“The earth provides us a brand new beginning every twenty-four hours. It is a repeated invitation to breathe in the cool morning air and start afresh; to mimic the sunrise and brighten up while reaching once more for the sky; to carry a glad song in our heart like the early birds; and, as faithfully as the morning dew, to wash off the dust from yesterday.” ― Richelle E. Goodrich, Making Wishes
On my to do list for awhile now has been a note to make more time in my day to return to more creative endeavors. Since I took over at Shine almost 6 years ago now, I’ve struggled with expectations and a to do list that I could never complete. So arose an effort to peel away as much of those to do’s as I could so that I could still take “good” care of a challenging small business while maintaining my main priority at this time in my life — to be as present as I can be for my children while they still need me.
Then there’s Facebook. It’s such a great tool for connecting and sharing. So full of words and images, it too was feeding my creative spirit. I’ve come to terms though; that it’s taken over any time and space I really had for creativity and while I still like it, I’ve realized that my creativity has lost a lot of depth and texture so I can focus on quality over quantity.
And here I am. Reviving a blog I left behind three years ago. Excited to see what comes of starting over again.
How about you? Is there anything you’ve left behind that still calls to you but you struggle to find the time, or the energy, or the money, or the motivation to start over again? I know it’s hard. I also know that usually just one little small step can be just enough to get us rolling again. The hardest part is getting organized to start and of over-coming that initial inertia of change. Once we make that initial shift, we can more clearly decide if that call was coming from a place of intuition or of old wistfulness? The truth is some things are meant to be left behind and rather than starting over we would best be served by starting anew.
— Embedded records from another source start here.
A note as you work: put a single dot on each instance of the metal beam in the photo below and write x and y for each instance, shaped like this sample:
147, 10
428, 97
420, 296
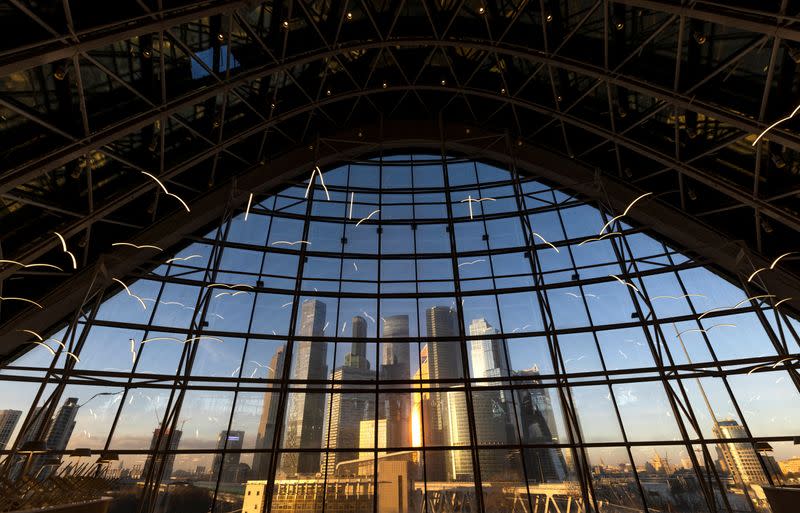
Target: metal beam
53, 50
675, 226
25, 173
760, 22
719, 184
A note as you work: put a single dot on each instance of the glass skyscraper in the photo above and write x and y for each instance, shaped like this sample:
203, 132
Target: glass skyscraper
429, 353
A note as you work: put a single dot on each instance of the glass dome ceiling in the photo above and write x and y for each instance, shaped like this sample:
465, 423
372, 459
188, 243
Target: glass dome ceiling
409, 332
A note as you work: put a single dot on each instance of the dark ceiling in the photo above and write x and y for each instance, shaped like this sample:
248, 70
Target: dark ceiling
666, 96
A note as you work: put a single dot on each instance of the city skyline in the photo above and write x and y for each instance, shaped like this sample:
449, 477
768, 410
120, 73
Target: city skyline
526, 364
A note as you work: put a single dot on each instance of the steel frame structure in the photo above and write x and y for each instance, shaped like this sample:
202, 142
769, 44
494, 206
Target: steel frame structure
673, 375
351, 56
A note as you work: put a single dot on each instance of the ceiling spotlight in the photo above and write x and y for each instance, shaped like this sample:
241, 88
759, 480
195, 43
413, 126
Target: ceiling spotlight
700, 38
778, 161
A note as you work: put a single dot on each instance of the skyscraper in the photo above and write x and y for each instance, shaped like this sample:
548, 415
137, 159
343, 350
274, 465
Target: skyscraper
305, 412
266, 424
64, 422
347, 410
229, 441
538, 426
156, 458
740, 457
444, 362
487, 356
396, 365
491, 408
8, 421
This was a call I had to test out. I can’t be sure of what will come of starting over here and so I make not promises of how often I’ll be back or exactly what will show up here. But I had to try again.
While I will always miss summer as it turns to fall, I love this “back to school” time of year because I naturally feel inspired to buckle down a bit and refocus my priorities and the way I spend my time and energy. For anyone else out there starting over or starting something anew I’m sending you a little nod of acknowledgement and encouragement. And for the others, content where you are, the same nod of acknowledgement and respect that you are in a state of peace.